CHP’li İstanbul, Mersin ve İzmir’in yanında Adana Seyhan ilçe belediyesinde de terör iltisaklı/ilişkili soruşturmanın yapıldığını, çalışanları ile yöneticilerinin tutuklandığını söyledi.

Bu açıklamalarının sonunda, “Siz bu belediyelere kayyum atamayı düşünüyor musunuz?” diye sorulduğunda da şu cevabı vermişti:

“Bu tip bir kayyum gündemimizde yok. HDP’li belediyelerde de kayyum atamadığımız belediye var; burada kanunun kendilerine ait oluşturduğu mecburiyet söz konusu. Biz de o ilkelere uymak zorundayız. Terörden uzak dursunlar yeter…”

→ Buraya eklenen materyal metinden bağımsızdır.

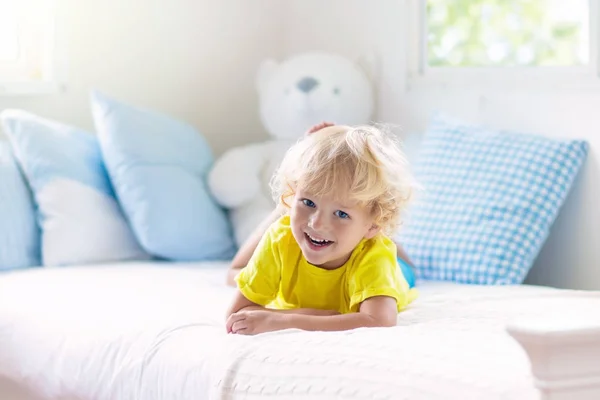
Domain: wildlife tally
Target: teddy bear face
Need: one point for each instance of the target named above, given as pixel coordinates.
(311, 88)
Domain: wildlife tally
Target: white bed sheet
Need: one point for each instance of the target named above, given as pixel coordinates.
(156, 331)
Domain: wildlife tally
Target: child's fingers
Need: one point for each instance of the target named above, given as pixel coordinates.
(233, 318)
(239, 326)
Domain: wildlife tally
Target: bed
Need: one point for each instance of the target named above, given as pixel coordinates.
(151, 330)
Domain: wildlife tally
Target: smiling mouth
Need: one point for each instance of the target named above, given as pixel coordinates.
(318, 242)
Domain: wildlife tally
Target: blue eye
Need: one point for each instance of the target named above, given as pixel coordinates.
(308, 203)
(341, 214)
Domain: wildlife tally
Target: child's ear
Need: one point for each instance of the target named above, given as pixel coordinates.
(373, 230)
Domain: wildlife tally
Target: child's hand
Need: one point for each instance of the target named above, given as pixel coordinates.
(318, 127)
(252, 322)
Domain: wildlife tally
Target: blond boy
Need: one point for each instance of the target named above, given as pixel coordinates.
(327, 263)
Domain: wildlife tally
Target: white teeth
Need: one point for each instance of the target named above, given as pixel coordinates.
(319, 241)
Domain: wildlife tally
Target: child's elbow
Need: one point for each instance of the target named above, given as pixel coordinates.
(385, 320)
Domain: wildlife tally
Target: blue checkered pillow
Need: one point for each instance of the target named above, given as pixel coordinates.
(488, 202)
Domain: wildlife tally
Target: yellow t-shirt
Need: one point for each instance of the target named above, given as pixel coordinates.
(278, 276)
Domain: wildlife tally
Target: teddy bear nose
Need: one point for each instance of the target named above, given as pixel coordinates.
(307, 84)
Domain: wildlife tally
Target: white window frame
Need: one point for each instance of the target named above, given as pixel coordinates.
(52, 69)
(420, 75)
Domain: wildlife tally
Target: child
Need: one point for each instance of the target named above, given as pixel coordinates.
(241, 258)
(327, 263)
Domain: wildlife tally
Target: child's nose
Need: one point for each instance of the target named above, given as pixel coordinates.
(317, 221)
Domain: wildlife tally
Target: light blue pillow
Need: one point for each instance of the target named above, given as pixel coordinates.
(159, 168)
(19, 233)
(489, 200)
(80, 219)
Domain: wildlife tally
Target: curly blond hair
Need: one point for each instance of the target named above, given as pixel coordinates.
(363, 164)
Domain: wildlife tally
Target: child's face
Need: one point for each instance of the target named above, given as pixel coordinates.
(327, 231)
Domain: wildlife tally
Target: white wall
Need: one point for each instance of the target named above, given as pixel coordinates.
(193, 59)
(571, 256)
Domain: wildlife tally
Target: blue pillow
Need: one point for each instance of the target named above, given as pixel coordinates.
(80, 218)
(489, 200)
(19, 233)
(159, 168)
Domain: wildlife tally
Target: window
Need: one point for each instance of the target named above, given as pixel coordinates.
(27, 46)
(502, 41)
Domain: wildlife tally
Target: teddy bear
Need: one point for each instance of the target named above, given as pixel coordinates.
(295, 94)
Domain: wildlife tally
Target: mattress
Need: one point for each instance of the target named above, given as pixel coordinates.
(150, 330)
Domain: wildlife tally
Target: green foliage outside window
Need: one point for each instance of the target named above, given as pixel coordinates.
(480, 33)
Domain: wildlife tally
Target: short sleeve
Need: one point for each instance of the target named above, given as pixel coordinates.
(259, 281)
(376, 273)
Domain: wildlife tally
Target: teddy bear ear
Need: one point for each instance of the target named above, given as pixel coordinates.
(265, 71)
(369, 63)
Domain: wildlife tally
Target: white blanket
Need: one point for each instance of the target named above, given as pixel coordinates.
(156, 331)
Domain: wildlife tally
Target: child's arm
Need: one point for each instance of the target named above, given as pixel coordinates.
(378, 311)
(241, 303)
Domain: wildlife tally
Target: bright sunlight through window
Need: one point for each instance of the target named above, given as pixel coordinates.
(26, 42)
(507, 33)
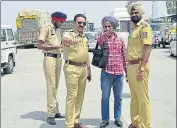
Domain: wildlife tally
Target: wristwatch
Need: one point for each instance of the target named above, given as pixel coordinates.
(142, 69)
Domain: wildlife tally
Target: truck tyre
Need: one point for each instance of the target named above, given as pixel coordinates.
(10, 67)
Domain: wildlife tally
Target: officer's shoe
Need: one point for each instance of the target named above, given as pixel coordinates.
(118, 123)
(51, 120)
(58, 115)
(104, 124)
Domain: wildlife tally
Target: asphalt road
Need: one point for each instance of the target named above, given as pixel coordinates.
(23, 94)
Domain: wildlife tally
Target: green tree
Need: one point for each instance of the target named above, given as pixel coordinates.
(129, 2)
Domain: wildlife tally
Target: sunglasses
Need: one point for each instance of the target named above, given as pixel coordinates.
(80, 22)
(134, 13)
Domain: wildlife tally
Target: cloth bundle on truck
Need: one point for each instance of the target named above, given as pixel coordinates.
(28, 24)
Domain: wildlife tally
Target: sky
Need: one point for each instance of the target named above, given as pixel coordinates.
(94, 10)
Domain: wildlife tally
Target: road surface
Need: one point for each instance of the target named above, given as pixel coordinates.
(23, 94)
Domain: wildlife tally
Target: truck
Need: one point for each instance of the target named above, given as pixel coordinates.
(8, 49)
(29, 22)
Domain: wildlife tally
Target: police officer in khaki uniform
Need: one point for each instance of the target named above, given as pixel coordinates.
(76, 70)
(50, 43)
(138, 52)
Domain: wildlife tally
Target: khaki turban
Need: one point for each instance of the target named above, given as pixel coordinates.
(136, 6)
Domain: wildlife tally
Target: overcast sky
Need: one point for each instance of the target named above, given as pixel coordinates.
(95, 10)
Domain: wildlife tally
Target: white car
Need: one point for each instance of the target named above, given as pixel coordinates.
(172, 48)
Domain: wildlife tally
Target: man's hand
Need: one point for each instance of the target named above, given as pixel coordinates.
(89, 74)
(140, 76)
(68, 41)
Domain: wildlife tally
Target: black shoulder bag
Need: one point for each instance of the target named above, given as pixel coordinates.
(100, 56)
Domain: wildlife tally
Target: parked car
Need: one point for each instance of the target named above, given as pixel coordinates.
(172, 48)
(8, 49)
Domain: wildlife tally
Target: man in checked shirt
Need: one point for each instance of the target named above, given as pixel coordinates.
(113, 74)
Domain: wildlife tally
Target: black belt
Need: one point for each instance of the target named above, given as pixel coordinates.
(75, 63)
(52, 55)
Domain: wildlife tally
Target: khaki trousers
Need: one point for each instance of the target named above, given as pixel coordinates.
(76, 78)
(52, 69)
(140, 109)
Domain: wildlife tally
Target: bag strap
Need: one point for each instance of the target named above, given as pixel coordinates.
(96, 48)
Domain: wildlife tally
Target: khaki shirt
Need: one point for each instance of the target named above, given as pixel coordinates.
(141, 34)
(77, 52)
(50, 35)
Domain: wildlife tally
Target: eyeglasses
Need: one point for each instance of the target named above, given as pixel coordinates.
(134, 13)
(80, 22)
(109, 26)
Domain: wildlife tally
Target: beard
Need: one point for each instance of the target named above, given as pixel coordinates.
(57, 25)
(136, 19)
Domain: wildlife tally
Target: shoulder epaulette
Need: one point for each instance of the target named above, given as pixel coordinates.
(144, 24)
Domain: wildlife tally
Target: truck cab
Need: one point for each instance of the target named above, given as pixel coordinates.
(8, 49)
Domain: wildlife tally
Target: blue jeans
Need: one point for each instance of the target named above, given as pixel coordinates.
(107, 82)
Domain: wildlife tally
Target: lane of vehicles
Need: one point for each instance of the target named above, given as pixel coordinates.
(29, 22)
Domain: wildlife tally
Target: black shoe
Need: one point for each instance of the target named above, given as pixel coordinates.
(118, 123)
(58, 115)
(51, 120)
(104, 124)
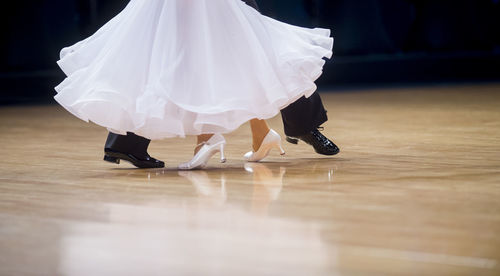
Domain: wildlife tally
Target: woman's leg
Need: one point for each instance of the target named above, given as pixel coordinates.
(259, 131)
(201, 140)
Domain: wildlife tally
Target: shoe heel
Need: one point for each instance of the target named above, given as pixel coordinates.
(222, 157)
(291, 140)
(111, 159)
(282, 151)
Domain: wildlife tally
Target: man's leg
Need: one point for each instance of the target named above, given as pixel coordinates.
(302, 119)
(131, 148)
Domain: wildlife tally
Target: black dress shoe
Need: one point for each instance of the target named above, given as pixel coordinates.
(140, 162)
(320, 143)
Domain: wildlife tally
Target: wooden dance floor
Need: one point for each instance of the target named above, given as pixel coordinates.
(414, 191)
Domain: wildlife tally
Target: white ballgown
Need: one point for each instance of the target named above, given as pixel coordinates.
(167, 68)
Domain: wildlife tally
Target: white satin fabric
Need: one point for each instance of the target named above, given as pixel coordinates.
(166, 68)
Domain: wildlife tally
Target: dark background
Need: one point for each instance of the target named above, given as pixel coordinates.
(377, 42)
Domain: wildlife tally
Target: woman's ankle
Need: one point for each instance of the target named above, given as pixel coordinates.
(201, 140)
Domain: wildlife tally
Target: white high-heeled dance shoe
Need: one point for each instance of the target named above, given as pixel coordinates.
(215, 144)
(272, 140)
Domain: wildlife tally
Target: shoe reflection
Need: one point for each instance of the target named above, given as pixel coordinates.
(267, 186)
(206, 187)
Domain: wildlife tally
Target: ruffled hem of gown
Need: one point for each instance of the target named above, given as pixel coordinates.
(155, 115)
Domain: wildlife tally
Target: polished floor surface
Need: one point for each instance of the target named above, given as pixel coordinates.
(414, 191)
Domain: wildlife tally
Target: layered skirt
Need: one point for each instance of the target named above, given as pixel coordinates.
(167, 68)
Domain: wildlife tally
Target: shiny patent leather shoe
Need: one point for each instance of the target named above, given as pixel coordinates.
(215, 144)
(318, 141)
(140, 162)
(272, 140)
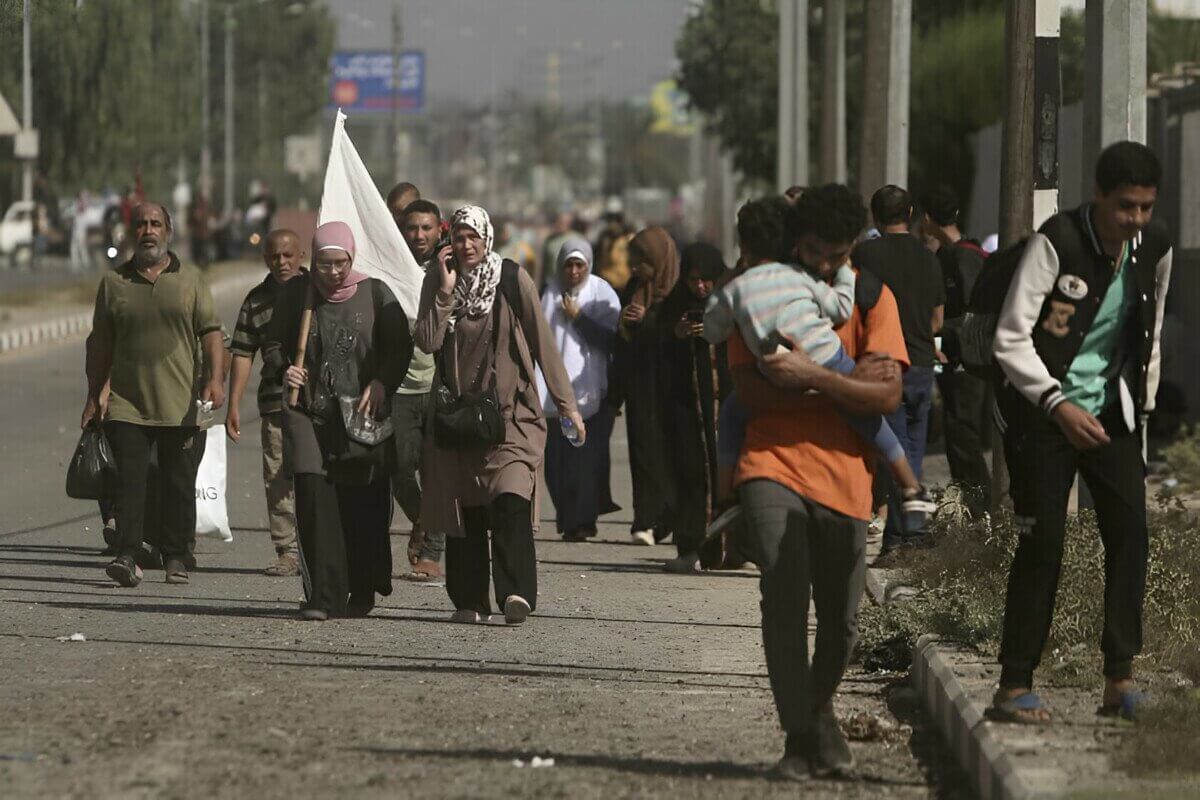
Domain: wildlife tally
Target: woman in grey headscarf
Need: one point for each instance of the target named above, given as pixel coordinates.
(582, 311)
(480, 316)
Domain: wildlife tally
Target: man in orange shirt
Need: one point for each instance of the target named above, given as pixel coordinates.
(804, 482)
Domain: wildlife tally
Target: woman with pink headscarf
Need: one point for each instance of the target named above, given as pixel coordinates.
(336, 435)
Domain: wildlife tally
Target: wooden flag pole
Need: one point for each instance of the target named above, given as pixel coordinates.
(303, 344)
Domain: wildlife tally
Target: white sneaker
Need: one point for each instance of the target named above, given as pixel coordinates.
(724, 521)
(516, 609)
(643, 537)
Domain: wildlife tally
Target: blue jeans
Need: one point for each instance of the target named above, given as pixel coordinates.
(910, 422)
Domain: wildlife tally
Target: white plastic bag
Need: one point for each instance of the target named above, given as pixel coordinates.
(351, 196)
(211, 513)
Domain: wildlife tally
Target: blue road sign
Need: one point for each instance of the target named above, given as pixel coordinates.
(363, 82)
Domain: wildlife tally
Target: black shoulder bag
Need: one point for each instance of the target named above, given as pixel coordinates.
(473, 420)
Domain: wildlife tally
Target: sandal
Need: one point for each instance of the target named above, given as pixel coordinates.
(424, 571)
(1132, 699)
(1020, 710)
(415, 541)
(286, 566)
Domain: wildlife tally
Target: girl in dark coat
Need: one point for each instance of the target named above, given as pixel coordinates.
(655, 268)
(357, 354)
(696, 383)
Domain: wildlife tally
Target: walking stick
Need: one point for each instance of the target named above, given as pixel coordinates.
(303, 344)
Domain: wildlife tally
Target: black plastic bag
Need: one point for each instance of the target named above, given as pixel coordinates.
(93, 468)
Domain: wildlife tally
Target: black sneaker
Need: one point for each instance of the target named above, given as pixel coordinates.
(795, 763)
(831, 756)
(124, 571)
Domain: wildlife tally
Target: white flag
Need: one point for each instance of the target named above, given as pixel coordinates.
(351, 197)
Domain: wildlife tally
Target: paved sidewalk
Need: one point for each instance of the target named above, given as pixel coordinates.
(636, 683)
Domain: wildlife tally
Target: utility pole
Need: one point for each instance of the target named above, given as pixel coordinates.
(1029, 158)
(833, 91)
(793, 94)
(205, 107)
(229, 143)
(1029, 162)
(27, 170)
(887, 53)
(1115, 92)
(396, 31)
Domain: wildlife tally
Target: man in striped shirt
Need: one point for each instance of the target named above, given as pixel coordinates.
(283, 256)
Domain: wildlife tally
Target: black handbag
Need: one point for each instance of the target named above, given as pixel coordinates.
(473, 420)
(468, 421)
(93, 469)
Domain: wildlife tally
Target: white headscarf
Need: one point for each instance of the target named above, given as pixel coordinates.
(475, 290)
(587, 364)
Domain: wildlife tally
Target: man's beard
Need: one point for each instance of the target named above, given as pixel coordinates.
(143, 257)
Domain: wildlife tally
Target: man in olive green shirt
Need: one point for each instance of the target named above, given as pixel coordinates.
(149, 314)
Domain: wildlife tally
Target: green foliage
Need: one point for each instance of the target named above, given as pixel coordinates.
(963, 583)
(1183, 458)
(958, 71)
(118, 85)
(1168, 738)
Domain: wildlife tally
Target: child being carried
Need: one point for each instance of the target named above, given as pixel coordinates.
(774, 305)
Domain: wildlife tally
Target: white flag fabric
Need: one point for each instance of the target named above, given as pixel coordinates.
(351, 197)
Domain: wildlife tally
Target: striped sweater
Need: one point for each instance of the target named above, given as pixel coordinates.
(783, 299)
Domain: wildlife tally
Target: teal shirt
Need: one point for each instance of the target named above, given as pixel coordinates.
(1099, 358)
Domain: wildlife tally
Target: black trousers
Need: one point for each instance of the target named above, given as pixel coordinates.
(343, 540)
(179, 458)
(514, 564)
(408, 416)
(966, 425)
(804, 551)
(577, 479)
(1042, 464)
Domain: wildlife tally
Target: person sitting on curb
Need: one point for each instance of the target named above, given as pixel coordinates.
(1078, 341)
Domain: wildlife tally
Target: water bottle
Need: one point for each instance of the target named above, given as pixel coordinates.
(570, 432)
(204, 415)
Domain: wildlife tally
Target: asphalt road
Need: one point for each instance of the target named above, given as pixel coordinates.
(635, 683)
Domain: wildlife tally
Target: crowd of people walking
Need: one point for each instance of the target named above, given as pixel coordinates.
(757, 400)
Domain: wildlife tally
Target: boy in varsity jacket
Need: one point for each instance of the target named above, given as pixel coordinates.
(1078, 342)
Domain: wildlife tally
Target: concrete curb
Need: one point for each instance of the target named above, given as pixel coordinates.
(46, 331)
(989, 768)
(61, 328)
(875, 587)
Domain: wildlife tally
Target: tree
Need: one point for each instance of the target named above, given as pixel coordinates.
(729, 67)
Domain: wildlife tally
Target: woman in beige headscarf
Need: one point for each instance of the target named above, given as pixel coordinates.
(655, 268)
(481, 317)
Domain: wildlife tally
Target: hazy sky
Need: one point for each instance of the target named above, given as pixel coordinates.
(479, 47)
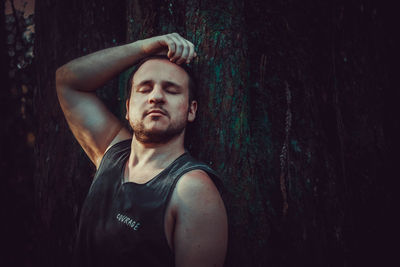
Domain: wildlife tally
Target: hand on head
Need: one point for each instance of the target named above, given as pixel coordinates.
(175, 47)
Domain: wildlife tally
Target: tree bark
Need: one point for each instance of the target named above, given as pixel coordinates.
(65, 30)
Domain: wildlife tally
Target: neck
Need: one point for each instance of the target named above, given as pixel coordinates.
(154, 154)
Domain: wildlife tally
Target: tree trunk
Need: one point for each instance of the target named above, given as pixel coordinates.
(65, 30)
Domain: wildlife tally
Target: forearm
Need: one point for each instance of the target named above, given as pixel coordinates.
(89, 72)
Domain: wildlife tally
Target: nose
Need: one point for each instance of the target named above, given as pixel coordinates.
(157, 95)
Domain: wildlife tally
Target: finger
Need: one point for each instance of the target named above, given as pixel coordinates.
(178, 46)
(171, 46)
(191, 53)
(185, 52)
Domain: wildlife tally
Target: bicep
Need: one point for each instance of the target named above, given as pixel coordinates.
(92, 124)
(201, 230)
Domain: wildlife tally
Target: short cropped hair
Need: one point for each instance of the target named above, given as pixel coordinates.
(192, 85)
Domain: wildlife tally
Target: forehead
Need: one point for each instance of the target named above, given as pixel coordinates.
(159, 70)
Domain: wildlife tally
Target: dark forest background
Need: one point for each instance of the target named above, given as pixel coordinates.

Cümlesi oldukça net, bir kayyum atama yönüne gitmeyeceklerini açık şekilde dile getirdi; bunu söylemesinin üzerinden de henüz bir ay geçmedi.

Ayrıca bu tür soruşturmaların bir sonuç doğurması için de Belediye Kanunu’nun emrettiği gibi bazı koşulların da yerine gelmiş olması gerekiyor.

Nitekim akademisyen avukat Dr. Rezan Epözdemir ile dün sohbet ederken şu önemli soruyu yöneltti:

“Bu personelin alımında Belediye Başkanı’nın bir dahli olmuş mu?”

Epözdemir belediyeye alınan personelin bir terör örgütü ile ilişkili olup olmadığını Büyükşehir Belediye Başkanı’nın bilmesinin olanaksızlığına işaret ederek, “Bu kişiler hakkında güvenlik soruşturmasına ilişkin temiz belgesini savcılıklar veriyor” anımsatmasında bulundu.

Belediyelere alımda bu kişiler hakkında başkanın doğrudan bir tasarrufunun söz konusu olması durumunda görevden alınabileceklerinin de altını çizdi.